Have They Figured Out The Perfect #CRE Business Model? Have They Figured Out The Perfect #CRE Business Model?


Opendoor is a new company based in San Francisco.

They make an offer on your house and will close in as little as three days.

This is how IT WORKS.

So why am I showing you Opendoor?


Here is how!

1. A potential seller inputs their property information.

2. In less than three minutes the seller requests an offer.

3. They analyze the market data and make an offer.

4. If the seller accepts Opendoor will handle the transaction and the seller then choses when to close.

Are there more specific details of the transaction process?  Of course there are and they spell them out simply and clearly on the site.

YES, they work with brokers. CLICK CLICK CLICK!

So far it does not seem like anything special or different does it?  You’re smart. You’ve seen versions of this thing come and go right?

Let me help you open your mind just that little bit more.

Facing the consumer.

There it is again. That fancy word. This is a pure consumer play.

1. A potential seller inputs their property information.
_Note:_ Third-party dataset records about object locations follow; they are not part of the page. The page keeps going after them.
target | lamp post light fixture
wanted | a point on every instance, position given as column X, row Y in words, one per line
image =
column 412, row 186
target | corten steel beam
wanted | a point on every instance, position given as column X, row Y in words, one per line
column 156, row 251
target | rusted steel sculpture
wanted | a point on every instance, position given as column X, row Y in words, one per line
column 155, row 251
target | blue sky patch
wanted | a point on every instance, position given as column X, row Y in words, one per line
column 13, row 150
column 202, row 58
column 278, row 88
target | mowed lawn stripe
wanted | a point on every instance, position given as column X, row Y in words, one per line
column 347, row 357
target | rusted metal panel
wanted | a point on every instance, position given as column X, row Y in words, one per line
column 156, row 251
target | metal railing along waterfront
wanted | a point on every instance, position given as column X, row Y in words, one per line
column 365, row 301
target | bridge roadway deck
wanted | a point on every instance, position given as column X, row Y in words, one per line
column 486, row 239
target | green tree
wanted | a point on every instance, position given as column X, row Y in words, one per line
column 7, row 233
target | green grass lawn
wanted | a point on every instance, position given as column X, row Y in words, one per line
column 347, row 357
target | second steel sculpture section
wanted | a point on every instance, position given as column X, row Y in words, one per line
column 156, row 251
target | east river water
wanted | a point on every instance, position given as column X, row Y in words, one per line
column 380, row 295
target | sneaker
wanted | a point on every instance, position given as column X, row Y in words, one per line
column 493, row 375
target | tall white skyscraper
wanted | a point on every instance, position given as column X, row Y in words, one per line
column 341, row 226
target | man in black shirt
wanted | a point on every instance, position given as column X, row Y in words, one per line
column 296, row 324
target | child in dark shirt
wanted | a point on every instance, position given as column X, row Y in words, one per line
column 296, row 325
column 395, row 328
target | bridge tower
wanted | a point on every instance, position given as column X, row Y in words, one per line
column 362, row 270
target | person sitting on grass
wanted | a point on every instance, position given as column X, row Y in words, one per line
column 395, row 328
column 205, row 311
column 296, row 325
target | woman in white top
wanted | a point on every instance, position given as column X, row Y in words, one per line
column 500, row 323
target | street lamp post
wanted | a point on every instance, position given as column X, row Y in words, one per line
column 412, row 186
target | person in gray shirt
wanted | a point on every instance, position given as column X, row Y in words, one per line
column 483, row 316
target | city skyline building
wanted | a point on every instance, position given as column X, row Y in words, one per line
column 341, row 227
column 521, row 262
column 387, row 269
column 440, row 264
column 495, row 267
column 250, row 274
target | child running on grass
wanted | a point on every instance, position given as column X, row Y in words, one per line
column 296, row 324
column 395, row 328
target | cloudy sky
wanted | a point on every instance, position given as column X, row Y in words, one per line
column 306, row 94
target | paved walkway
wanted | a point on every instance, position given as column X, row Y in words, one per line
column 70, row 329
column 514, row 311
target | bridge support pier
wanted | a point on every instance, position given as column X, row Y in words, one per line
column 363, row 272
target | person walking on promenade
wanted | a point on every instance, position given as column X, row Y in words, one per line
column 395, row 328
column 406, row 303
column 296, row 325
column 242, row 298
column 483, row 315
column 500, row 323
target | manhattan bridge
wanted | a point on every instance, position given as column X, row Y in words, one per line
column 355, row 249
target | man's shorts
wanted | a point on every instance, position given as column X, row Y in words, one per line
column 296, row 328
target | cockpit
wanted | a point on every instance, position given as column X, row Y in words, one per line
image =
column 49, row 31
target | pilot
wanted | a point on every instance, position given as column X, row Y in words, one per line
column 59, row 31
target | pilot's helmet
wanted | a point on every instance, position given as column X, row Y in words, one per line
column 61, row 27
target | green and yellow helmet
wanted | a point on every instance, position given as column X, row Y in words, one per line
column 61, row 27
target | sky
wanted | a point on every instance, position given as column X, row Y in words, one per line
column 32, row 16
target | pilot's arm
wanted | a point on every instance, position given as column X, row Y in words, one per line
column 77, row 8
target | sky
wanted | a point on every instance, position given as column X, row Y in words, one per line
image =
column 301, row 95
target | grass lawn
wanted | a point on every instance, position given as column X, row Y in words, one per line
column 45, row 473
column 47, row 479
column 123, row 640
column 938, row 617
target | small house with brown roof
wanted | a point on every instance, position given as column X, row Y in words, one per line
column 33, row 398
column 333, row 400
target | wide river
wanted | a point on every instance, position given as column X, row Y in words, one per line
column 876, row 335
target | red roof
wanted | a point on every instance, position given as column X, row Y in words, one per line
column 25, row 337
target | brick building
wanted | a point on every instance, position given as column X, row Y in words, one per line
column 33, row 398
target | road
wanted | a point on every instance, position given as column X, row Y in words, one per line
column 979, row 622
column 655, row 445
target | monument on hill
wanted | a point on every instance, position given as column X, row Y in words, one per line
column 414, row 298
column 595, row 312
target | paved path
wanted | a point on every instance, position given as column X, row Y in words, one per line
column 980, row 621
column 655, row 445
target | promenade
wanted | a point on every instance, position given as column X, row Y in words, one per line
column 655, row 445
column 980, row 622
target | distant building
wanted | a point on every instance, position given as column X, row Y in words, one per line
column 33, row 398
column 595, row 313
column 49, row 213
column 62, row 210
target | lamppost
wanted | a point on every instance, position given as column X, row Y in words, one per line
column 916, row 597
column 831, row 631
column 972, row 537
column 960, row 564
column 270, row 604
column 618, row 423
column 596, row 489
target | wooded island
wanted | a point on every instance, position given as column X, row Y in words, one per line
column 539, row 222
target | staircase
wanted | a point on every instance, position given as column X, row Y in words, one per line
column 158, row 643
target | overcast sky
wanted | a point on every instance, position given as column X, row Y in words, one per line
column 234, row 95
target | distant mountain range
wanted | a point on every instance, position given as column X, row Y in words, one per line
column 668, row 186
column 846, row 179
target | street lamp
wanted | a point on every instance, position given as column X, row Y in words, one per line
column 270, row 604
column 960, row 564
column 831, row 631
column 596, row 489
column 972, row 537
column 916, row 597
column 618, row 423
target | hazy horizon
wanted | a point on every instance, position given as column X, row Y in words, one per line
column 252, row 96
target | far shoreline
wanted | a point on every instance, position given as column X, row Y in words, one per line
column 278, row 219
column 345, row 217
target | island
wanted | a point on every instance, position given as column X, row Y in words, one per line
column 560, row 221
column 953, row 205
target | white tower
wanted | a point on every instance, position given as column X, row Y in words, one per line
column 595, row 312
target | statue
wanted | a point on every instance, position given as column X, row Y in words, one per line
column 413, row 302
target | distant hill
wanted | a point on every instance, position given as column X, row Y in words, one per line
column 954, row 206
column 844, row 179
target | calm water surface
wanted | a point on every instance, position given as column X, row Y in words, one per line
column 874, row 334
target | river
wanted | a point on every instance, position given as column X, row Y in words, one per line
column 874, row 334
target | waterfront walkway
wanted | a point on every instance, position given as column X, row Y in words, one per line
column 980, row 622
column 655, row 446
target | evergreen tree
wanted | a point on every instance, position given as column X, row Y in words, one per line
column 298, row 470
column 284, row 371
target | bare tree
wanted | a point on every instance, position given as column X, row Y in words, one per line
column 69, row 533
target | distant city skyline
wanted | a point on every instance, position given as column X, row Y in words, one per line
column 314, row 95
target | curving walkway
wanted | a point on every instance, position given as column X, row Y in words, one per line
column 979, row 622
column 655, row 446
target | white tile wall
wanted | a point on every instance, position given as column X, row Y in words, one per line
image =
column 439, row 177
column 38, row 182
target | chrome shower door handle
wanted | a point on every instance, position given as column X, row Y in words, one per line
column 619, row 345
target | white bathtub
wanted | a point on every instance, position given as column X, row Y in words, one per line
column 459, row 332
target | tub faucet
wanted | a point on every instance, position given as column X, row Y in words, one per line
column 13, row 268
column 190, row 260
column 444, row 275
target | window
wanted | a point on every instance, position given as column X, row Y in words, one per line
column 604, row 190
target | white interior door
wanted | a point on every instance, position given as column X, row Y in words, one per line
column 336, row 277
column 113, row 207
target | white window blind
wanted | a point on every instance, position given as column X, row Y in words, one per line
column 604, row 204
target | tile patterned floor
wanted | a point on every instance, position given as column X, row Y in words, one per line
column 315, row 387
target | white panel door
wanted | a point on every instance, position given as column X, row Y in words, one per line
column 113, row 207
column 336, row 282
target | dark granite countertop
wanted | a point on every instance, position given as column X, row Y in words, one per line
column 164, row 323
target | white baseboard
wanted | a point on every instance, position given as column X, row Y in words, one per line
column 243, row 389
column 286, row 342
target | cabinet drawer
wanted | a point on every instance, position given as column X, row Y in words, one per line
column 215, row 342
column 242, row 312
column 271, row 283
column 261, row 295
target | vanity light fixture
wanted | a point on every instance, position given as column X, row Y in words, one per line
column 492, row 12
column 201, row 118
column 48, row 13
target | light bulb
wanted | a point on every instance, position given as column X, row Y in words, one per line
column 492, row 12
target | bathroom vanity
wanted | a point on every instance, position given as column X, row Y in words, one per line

Did you see that? No listing. No database. No MLS. No………middleman!

Sound familiar?

Wait. Let me say that again so you understand. The potential seller inputs the data themselves onto a platform owned managed and funded by……….THE BUYER!
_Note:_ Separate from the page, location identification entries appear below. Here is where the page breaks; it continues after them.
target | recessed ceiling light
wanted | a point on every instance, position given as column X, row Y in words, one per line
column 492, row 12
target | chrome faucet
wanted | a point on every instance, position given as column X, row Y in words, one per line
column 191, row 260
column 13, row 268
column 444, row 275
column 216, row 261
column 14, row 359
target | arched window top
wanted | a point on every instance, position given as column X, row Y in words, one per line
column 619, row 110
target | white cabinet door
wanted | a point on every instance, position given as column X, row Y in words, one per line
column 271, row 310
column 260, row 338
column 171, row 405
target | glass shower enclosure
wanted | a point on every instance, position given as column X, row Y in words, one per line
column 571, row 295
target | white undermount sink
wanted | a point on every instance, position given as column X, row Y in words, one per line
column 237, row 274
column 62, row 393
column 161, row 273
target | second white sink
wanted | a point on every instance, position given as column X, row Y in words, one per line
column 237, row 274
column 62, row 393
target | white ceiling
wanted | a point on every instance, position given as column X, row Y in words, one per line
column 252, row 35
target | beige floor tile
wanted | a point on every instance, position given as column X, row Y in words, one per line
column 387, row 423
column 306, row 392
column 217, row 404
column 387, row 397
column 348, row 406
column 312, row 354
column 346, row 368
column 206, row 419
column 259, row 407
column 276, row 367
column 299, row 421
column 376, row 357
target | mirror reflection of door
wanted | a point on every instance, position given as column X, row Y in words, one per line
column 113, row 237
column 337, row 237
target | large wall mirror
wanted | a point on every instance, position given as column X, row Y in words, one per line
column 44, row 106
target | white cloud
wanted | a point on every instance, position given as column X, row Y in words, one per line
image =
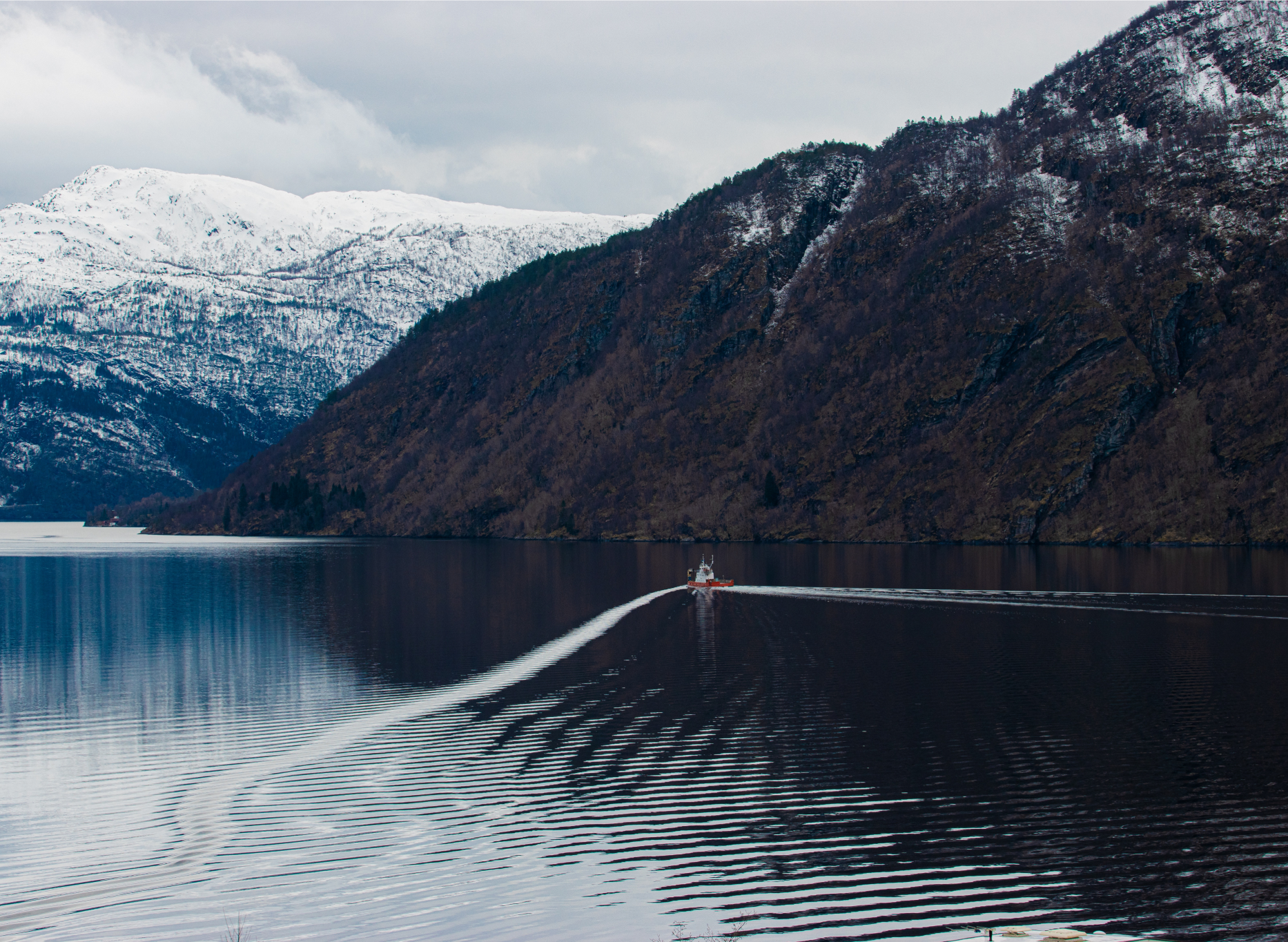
column 623, row 107
column 79, row 92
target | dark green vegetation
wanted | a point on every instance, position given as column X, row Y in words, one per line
column 1062, row 322
column 202, row 437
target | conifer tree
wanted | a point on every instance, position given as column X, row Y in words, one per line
column 770, row 489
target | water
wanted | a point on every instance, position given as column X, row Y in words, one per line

The seller and the buyer agree on a price based on data (Big Huge Ass Data) from the actual marketplace.

The data is provided by………(_____)(______)(_____)(_____) ………There are a bunch of companies that want to have their names in those empty boxes.

How much do you think the consumer cares? You want them to care A LOT right? What if they don’t? (Don’t even start with the legacy/bullshit/boomer/I need to keep my job for 10 more years asshole argument.)
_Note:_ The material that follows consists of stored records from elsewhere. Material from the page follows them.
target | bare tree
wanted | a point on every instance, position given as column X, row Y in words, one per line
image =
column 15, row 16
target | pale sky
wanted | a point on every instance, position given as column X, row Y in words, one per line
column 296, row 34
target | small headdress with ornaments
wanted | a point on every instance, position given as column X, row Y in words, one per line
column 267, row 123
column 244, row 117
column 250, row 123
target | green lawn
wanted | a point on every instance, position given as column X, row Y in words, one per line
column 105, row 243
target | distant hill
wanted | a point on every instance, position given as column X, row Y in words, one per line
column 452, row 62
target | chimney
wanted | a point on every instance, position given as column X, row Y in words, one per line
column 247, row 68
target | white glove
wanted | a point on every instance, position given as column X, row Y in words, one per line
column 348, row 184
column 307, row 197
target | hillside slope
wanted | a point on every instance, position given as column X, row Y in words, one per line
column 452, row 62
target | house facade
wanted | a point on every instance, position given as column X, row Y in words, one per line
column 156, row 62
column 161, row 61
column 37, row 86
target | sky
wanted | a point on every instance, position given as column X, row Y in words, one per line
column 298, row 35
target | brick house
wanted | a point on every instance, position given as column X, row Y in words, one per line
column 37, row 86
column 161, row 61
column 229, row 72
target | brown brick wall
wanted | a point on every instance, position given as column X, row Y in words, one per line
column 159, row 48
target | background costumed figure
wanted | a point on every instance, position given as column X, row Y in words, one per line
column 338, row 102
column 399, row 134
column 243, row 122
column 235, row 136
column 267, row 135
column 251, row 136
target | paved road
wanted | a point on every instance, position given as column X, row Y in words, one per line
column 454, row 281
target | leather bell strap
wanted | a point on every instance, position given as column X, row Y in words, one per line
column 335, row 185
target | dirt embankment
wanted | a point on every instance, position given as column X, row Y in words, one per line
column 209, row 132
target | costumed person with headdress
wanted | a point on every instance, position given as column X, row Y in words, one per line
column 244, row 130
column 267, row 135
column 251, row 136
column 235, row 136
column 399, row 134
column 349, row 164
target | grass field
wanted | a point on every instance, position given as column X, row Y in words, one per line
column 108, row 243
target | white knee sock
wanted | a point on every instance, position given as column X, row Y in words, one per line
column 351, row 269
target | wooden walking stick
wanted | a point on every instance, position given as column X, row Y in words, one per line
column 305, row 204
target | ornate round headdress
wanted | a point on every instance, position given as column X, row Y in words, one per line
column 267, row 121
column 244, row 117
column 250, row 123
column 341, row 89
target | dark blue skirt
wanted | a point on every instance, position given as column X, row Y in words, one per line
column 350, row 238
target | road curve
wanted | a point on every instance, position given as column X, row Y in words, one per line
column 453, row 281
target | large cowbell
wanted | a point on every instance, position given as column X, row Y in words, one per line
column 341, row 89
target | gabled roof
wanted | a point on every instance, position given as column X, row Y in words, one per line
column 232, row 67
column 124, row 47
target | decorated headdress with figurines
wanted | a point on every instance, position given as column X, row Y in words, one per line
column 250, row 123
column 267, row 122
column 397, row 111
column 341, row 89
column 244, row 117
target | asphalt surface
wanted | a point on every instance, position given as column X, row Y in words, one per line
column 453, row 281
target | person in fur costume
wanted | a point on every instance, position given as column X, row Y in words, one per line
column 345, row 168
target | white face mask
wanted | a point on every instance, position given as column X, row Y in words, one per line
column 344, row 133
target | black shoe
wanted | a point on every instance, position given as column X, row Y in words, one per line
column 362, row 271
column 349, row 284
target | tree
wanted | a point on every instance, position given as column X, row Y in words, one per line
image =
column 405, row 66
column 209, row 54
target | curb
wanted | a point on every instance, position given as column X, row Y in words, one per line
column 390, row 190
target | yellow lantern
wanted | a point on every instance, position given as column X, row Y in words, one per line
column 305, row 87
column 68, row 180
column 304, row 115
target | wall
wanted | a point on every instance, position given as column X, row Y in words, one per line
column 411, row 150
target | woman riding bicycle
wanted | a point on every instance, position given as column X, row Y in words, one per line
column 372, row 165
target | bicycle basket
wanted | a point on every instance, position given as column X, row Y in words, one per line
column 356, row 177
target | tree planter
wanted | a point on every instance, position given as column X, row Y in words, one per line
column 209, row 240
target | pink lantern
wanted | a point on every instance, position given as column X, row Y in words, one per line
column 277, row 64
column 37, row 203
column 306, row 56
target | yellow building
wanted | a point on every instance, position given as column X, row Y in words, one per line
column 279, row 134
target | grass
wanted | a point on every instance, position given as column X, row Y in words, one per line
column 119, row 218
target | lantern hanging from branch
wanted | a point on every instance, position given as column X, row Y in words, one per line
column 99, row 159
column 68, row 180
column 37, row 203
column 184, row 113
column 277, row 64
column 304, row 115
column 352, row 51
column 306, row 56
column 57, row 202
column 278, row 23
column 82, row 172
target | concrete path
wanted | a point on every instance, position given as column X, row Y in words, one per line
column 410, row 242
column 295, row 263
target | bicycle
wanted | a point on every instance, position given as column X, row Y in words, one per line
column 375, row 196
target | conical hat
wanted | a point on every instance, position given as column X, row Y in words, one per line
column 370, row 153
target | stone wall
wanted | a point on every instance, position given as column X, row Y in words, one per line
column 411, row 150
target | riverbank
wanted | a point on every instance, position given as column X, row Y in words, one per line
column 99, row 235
What should get your undivided attention the THE BIG HUGE ASS DATA.

What are they using?

How do they come up with a market price?

They must be stealing it or jumping in dumpsters and getting old faxes with comps on them or something like that. That’s the only way right?

The market is the market and has been defined by (_________) mostly forever.

Opendoor also simplifies the transaction process by doing EVERYTHING.

” We come to you.” It’s on the site. Find it.

Oh and Opendoor writes THE CHECK.

Quick summary.

1. Submit property info.

2. Have a market value placed on the property.

3. Get an offer to purchase.

4. Agree to terms.

5. Have the entire transaction handled for you.

6. Choose exactly when you want to move.

7. Get A CHECK………All on the same platform.

Billions and Billions. 

How much money is being spent to create “the marketplace” for property?

How much money is being spent to “define” the marketplace?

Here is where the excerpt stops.